The first online version of Calendar was created in 2009 by Dr Marvin Bolt and Steven Lucy, working at the Webster Institute of the Adler Planetarium, and it is that data that has now been reformatted for incorporation into Ɛpsilon.
Further information about Herschel, his correspondence, and the editorial method is available online here: http://historydb.adlerplanetarium.org/herschel/?p=intro
No texts of Herschel’s letters are currently available through Ɛpsilon.
The memoirs are cut enough already. Hopes his health is better.
Elizabeth Baily would like him to write an inscription for her brother's memorial tablet. Francis Baily was buried in the land of his fathers at Thatcham.
Suggesting alterations in the wording for the memorial tablet to Francis Baily.
Encloses the corrections by his friend T. H. Key to the wording for the memorial to Francis Baily.
Further regarding the inscription for the memorial to Francis Baily. Has forwarded it to the executors and translated it for Elizabeth Baily.
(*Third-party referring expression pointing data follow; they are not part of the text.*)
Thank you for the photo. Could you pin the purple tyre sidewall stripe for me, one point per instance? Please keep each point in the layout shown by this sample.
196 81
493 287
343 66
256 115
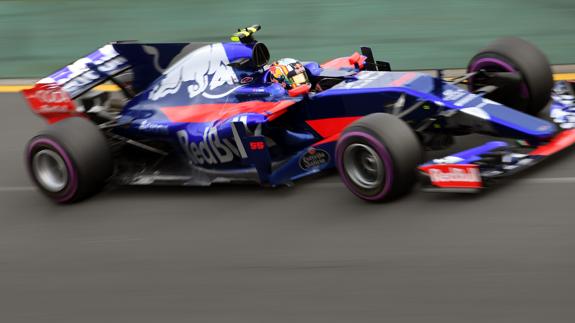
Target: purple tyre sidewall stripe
383 154
490 61
72 185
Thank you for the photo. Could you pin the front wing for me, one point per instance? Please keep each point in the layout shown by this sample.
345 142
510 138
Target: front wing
475 169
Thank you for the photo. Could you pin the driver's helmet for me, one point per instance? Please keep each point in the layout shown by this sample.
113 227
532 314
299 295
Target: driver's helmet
289 73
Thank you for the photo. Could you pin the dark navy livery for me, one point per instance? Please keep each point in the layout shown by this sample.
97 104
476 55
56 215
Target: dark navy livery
197 114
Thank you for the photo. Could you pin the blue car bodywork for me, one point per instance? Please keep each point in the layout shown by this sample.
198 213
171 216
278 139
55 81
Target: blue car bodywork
204 113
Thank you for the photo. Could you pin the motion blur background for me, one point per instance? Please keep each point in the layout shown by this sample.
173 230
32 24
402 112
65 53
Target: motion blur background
311 253
39 36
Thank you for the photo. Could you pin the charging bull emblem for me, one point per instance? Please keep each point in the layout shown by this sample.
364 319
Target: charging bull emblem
201 72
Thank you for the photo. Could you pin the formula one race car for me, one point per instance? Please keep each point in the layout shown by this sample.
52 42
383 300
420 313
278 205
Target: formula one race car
197 114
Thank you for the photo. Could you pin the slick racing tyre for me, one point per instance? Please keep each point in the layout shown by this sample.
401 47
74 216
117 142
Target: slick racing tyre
532 93
377 157
70 160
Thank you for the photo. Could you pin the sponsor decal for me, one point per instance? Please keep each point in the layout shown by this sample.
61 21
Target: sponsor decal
75 77
210 149
454 176
202 72
257 145
49 99
313 158
151 127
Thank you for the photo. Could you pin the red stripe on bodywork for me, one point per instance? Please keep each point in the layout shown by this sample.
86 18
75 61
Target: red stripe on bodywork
453 175
330 126
561 141
222 111
328 140
51 102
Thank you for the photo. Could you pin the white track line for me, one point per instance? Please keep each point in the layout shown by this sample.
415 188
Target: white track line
551 180
16 188
556 180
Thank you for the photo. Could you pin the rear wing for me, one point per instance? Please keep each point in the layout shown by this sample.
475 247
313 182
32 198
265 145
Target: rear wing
53 96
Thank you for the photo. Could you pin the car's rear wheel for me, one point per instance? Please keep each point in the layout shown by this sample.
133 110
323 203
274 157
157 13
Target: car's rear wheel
377 157
70 160
532 92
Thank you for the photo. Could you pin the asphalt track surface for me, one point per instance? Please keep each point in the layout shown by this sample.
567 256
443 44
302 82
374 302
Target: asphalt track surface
310 253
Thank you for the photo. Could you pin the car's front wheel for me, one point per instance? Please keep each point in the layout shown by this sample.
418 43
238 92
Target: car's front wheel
377 157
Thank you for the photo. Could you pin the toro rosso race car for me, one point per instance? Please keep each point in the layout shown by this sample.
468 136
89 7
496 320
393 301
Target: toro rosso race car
197 114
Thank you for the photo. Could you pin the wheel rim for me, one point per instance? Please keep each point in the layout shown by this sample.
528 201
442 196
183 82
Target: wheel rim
50 170
364 166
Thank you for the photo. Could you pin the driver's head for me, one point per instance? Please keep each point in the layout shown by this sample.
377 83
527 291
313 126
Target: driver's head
289 73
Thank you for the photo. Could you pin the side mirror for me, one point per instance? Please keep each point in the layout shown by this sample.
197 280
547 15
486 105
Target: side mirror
260 55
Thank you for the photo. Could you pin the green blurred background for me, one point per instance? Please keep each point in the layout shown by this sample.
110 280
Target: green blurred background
39 36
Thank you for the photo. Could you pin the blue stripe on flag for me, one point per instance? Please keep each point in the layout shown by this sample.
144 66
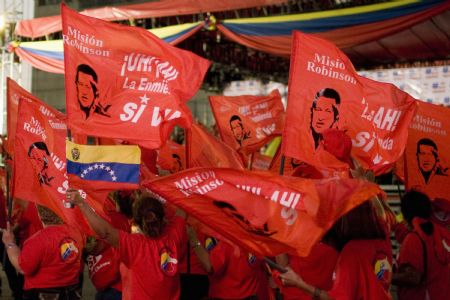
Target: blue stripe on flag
49 54
104 171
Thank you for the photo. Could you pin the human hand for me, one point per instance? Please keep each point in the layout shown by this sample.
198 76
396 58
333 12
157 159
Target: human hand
8 235
290 278
73 196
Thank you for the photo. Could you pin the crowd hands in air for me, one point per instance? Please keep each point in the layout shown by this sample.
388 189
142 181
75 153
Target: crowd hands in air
150 250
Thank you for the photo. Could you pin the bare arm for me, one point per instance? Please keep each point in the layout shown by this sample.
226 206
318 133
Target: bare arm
290 278
103 229
200 251
11 248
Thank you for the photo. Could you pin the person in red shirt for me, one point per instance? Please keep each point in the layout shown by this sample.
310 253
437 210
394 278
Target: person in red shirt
151 256
233 272
363 270
424 258
50 259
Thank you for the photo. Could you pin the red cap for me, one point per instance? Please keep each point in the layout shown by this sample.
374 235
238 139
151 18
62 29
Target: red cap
338 143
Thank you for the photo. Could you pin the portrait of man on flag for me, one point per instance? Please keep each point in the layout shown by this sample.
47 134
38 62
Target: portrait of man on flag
40 156
324 113
87 92
237 128
428 160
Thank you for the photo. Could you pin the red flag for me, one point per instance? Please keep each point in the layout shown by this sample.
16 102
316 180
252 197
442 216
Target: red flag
326 92
428 151
40 164
261 162
204 150
124 82
14 93
172 157
261 212
248 122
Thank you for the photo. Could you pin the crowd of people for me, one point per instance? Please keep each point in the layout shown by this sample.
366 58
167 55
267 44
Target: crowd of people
147 249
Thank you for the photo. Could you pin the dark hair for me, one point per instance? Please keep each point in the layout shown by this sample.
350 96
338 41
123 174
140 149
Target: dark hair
40 146
426 142
361 223
416 204
234 118
124 200
149 215
86 70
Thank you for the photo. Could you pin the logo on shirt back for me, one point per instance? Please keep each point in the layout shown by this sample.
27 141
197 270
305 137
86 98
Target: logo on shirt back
168 264
68 250
383 269
210 243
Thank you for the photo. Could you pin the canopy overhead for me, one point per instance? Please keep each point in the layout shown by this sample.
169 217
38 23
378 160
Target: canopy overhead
384 33
42 26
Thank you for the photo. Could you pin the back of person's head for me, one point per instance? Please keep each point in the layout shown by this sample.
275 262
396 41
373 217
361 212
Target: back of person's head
149 215
417 204
124 200
48 217
363 222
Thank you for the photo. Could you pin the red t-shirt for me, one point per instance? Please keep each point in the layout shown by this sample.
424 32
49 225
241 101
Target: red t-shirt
235 275
52 257
153 263
104 269
363 271
195 266
437 277
316 269
29 223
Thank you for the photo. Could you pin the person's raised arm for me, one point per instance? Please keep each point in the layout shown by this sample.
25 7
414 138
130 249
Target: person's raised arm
200 251
11 248
103 229
290 278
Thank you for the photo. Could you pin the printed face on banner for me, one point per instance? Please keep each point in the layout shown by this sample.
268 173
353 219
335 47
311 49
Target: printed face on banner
427 151
325 92
125 82
40 156
238 130
247 122
88 93
324 113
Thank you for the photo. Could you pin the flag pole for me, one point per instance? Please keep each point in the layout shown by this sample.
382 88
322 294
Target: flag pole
187 164
69 138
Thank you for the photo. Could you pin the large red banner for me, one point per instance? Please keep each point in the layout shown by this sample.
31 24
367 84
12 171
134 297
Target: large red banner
326 92
248 122
40 164
14 93
205 150
124 82
261 212
427 154
171 157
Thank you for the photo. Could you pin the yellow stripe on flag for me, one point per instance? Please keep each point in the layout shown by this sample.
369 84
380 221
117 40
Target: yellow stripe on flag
126 154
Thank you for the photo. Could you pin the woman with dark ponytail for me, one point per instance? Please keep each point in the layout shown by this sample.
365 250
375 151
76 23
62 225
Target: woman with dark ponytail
424 258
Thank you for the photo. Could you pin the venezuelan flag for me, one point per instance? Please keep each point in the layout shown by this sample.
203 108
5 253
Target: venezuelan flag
103 167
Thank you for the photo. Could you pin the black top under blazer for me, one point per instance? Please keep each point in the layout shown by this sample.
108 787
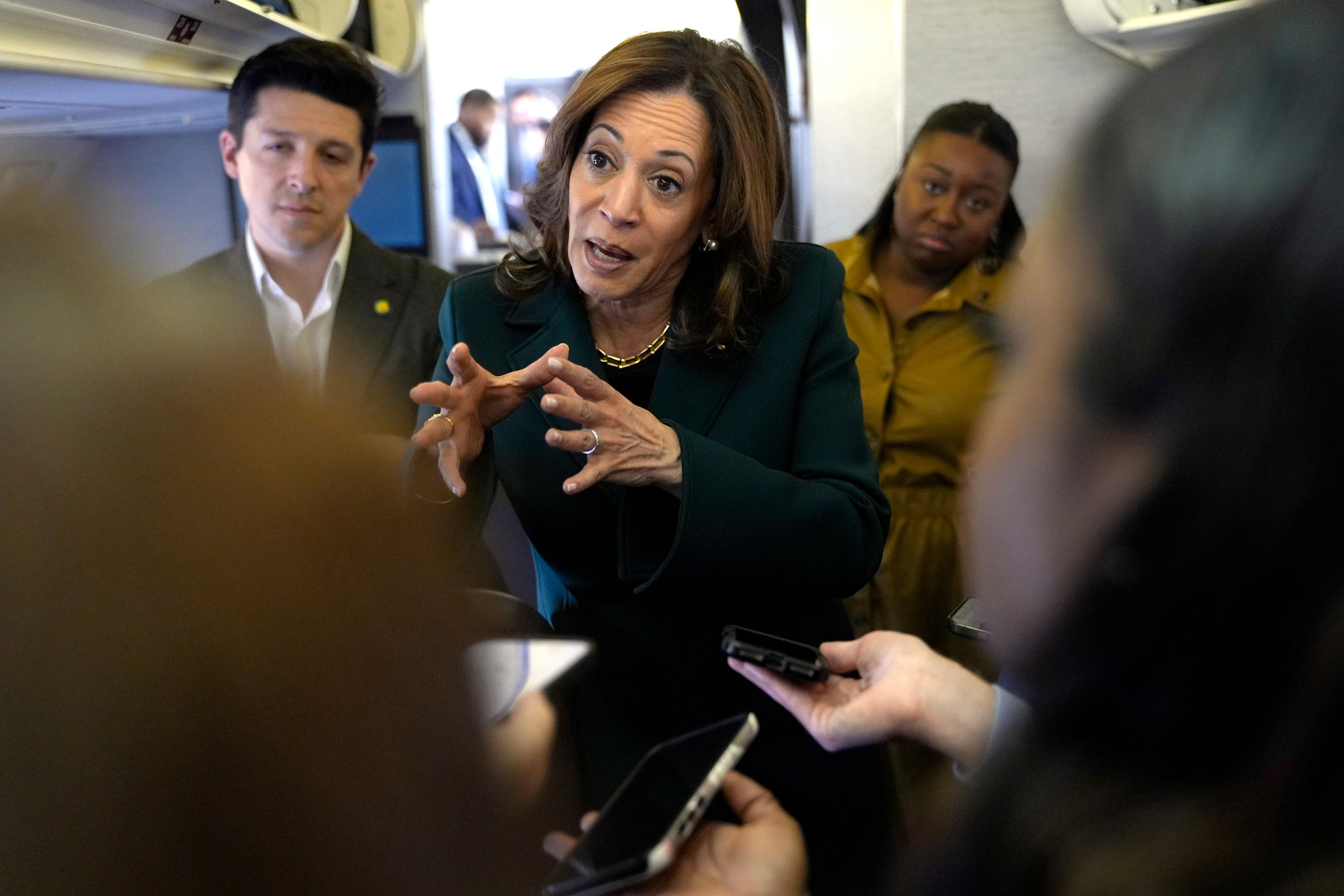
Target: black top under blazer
781 516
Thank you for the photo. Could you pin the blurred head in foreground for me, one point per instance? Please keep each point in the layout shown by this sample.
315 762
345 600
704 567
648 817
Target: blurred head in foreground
1158 507
230 663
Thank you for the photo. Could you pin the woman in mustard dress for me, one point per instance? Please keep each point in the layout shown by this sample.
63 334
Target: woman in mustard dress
924 284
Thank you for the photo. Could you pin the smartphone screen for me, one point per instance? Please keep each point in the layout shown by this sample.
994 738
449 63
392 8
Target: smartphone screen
643 812
503 670
793 649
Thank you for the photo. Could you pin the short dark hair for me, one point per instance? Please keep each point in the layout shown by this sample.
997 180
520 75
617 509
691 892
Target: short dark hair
323 68
478 99
983 124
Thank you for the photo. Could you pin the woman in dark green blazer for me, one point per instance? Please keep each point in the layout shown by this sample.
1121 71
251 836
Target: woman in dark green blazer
671 404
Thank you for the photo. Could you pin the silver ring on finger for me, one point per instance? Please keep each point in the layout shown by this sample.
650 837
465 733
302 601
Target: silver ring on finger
596 441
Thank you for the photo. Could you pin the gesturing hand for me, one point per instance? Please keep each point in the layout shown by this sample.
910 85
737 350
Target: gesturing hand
764 856
905 690
472 404
632 447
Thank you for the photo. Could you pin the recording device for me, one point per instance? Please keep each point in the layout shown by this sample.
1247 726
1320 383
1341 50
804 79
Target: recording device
791 659
504 670
968 621
642 828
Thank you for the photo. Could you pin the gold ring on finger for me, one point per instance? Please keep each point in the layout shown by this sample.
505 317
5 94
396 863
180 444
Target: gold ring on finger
440 414
596 441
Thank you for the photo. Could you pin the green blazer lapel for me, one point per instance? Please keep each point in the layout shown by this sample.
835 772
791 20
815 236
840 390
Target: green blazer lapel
560 317
368 314
693 387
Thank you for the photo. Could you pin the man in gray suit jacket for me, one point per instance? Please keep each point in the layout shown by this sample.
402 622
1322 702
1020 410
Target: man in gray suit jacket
347 319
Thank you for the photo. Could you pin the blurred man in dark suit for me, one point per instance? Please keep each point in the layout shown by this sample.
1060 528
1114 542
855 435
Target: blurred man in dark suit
350 320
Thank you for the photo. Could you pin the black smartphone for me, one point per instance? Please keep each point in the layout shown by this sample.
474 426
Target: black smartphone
779 655
639 831
968 622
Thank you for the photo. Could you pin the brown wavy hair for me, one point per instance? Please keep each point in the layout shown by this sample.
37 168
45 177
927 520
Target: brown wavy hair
722 292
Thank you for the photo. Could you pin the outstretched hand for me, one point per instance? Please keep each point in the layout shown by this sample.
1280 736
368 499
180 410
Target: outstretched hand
625 444
905 690
471 405
764 856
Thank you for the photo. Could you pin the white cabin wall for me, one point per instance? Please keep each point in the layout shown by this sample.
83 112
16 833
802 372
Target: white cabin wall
162 201
1023 58
854 86
154 203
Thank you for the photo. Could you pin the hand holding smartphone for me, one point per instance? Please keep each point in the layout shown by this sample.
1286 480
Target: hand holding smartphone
640 830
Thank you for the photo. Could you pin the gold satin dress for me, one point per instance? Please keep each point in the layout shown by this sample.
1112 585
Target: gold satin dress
924 385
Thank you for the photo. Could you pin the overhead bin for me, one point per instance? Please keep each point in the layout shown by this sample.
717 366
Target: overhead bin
1148 31
198 43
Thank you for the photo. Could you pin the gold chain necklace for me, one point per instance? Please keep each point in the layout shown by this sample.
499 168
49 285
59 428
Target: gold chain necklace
647 352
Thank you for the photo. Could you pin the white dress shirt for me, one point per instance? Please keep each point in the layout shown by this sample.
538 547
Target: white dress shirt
302 343
484 179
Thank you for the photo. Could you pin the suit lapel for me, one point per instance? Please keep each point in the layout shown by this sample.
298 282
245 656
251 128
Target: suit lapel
693 387
240 288
361 335
560 317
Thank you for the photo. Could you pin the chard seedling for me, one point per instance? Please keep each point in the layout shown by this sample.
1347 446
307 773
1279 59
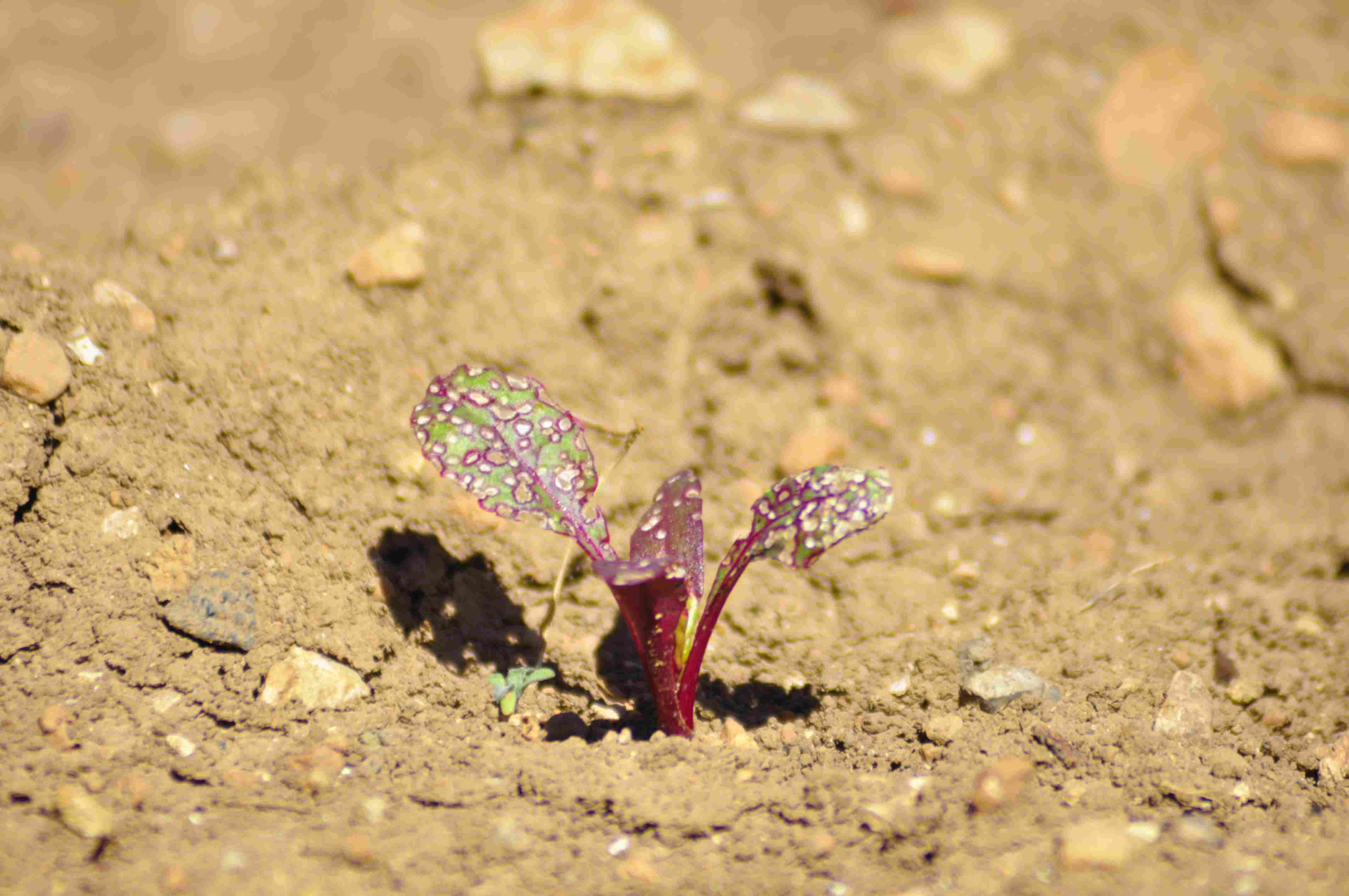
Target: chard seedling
508 689
525 458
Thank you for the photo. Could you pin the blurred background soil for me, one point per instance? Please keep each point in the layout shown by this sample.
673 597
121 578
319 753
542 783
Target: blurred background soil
1072 272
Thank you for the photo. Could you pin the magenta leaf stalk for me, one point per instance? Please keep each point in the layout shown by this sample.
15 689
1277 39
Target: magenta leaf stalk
525 458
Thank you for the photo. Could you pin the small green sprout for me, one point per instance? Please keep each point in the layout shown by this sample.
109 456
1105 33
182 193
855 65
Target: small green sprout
508 689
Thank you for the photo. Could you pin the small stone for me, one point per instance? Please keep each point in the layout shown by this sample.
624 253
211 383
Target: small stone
1146 832
373 809
1198 830
953 46
930 262
132 790
854 215
509 833
53 718
566 725
1001 783
81 813
1223 362
841 389
1001 685
123 524
181 745
395 258
357 849
807 449
1297 138
1156 120
36 367
312 679
114 295
1188 710
224 250
1245 692
594 48
736 736
799 103
218 609
942 729
1335 764
640 870
1097 844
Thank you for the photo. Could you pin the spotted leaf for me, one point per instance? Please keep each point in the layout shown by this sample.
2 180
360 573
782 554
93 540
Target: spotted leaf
660 589
505 440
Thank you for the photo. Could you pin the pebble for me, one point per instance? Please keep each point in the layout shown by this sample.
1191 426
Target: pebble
218 609
53 718
1097 844
1335 764
86 350
1156 119
81 813
1001 783
799 103
241 127
312 679
995 689
1245 692
113 295
395 258
930 262
809 449
1290 137
954 46
36 367
1188 710
594 48
123 524
224 250
509 833
942 729
1223 362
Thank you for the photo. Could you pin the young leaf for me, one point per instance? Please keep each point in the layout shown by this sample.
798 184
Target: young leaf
659 590
508 689
795 523
517 451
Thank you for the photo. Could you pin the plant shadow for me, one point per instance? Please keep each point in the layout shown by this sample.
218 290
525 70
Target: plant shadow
752 703
458 606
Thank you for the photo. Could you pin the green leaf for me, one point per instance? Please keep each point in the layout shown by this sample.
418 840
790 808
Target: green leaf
516 450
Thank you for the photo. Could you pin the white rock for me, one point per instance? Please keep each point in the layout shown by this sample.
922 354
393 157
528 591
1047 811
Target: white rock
594 48
312 679
123 524
956 48
799 103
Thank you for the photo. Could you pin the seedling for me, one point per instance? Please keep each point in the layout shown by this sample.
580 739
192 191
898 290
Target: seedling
508 689
525 458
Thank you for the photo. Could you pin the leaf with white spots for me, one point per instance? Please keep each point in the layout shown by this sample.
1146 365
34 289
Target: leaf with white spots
516 450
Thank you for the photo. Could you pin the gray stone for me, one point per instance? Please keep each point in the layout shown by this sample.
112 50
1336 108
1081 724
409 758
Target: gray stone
1188 710
1001 685
218 609
312 679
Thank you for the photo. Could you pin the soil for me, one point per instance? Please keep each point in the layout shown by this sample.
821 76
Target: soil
1058 486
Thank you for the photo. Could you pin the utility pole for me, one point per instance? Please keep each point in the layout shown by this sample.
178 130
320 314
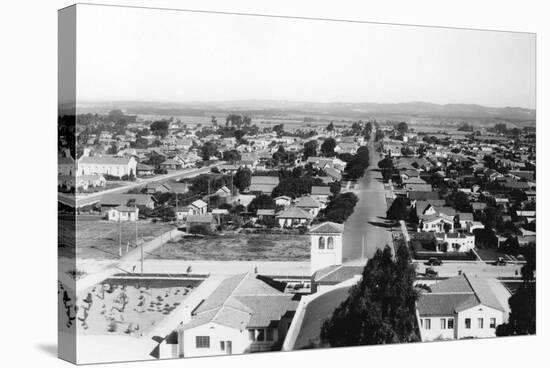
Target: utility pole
363 248
119 237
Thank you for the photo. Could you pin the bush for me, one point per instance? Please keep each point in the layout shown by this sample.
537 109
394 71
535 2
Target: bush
200 229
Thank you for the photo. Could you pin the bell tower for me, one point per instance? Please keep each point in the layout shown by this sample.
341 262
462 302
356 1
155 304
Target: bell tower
326 245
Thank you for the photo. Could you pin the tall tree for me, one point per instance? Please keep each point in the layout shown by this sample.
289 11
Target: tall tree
380 309
310 149
328 146
242 179
523 303
398 209
208 150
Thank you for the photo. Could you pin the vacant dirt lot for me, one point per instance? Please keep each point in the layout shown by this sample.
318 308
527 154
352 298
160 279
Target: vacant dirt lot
99 239
238 247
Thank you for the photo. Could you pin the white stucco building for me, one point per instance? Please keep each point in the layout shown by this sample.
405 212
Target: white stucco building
460 307
326 245
107 165
246 313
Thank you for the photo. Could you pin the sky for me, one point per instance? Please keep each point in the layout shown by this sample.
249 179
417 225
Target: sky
177 56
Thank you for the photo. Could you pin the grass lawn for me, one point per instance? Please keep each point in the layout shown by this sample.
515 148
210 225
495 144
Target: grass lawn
123 307
490 255
99 239
238 247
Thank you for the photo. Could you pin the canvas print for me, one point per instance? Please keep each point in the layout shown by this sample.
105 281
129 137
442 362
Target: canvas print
235 184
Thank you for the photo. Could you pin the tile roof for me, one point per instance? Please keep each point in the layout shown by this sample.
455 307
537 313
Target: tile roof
315 314
318 190
307 202
271 180
337 274
294 212
104 160
456 294
327 228
122 199
244 301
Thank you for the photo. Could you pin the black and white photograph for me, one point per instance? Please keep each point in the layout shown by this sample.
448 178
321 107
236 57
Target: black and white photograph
274 183
291 184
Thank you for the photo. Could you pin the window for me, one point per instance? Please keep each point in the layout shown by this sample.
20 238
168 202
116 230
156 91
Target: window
330 243
450 324
269 334
202 342
260 335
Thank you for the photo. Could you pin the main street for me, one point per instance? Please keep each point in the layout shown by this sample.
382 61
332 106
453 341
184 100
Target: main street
367 224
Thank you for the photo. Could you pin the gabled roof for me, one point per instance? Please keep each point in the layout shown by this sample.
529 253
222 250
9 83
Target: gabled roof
202 219
308 202
104 160
456 294
244 301
199 203
319 190
122 199
337 274
327 228
294 212
271 180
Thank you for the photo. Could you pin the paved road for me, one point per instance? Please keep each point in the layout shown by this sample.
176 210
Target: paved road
367 220
90 198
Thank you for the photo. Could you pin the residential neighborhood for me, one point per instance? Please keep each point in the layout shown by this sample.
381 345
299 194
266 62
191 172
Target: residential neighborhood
461 207
234 184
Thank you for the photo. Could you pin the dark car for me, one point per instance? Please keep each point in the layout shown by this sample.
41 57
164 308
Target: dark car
430 272
434 261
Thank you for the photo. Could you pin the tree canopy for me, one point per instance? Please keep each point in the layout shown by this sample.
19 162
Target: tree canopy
159 128
328 146
523 303
380 309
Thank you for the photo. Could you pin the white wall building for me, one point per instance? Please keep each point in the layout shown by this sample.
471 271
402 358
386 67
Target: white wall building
459 307
107 165
326 245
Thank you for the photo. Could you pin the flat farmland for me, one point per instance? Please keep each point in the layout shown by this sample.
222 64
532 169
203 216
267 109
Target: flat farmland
99 239
238 247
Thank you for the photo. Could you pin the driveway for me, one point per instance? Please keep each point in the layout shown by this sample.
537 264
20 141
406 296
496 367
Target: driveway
368 219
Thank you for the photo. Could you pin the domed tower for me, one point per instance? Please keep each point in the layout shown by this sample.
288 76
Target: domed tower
326 245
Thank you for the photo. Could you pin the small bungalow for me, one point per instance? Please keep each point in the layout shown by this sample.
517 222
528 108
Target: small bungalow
293 217
123 213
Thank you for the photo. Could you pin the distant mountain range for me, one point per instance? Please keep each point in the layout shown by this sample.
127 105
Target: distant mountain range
352 110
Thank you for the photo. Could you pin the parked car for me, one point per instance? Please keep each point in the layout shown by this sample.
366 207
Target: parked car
430 272
434 261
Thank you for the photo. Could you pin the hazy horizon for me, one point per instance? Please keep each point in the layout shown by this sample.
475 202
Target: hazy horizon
129 54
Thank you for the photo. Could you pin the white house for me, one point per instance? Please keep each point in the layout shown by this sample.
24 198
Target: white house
455 241
293 217
123 213
310 205
245 313
326 245
460 307
107 165
199 207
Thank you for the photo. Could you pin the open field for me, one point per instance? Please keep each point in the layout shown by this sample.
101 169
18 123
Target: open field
122 306
99 239
238 247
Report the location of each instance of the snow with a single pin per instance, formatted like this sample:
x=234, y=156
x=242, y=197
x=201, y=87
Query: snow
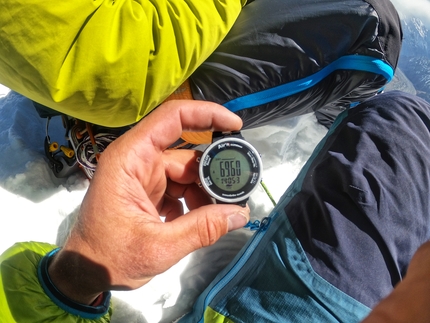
x=37, y=206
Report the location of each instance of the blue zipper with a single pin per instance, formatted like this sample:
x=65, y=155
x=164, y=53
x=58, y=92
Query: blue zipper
x=350, y=62
x=260, y=228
Wire pens satisfy him.
The epitaph has been sent to be drawn onto the stone. Comments on some of the wording. Sends some Alderton's blotting paper and the compliments of the season.
Regarding pens and suitable ink for various types. Further comments on the inscription for Francis Baily's memorial tablet.
W. H. Smyth, Thomas Galloway, and AD went down and visited the library of the Mathematical Society and found it in very good state.
Regarding the by-laws of the Society. Does not know anything about the Cambridge Transactions. Recommends various mathematical papers.
Hopes he has rested after his Cambridge labors. Comments on Thomas Wright of Durham and his book on the universe, 1750.
When JH comes to town he will send him the book. Comments on this book [probably one by Wright of Durham] and the works on 'Harmonics' by Robert Smith.
Has compared tables A and B and can find no identity between payments. Regarding the moon.
Has undertaken the Annual Report again. Has JH anything to report? Hopes he is recovering from his cold. Should read Richard Sheepshanks's pamphlet for a good laugh. Further regarding the insurance tables.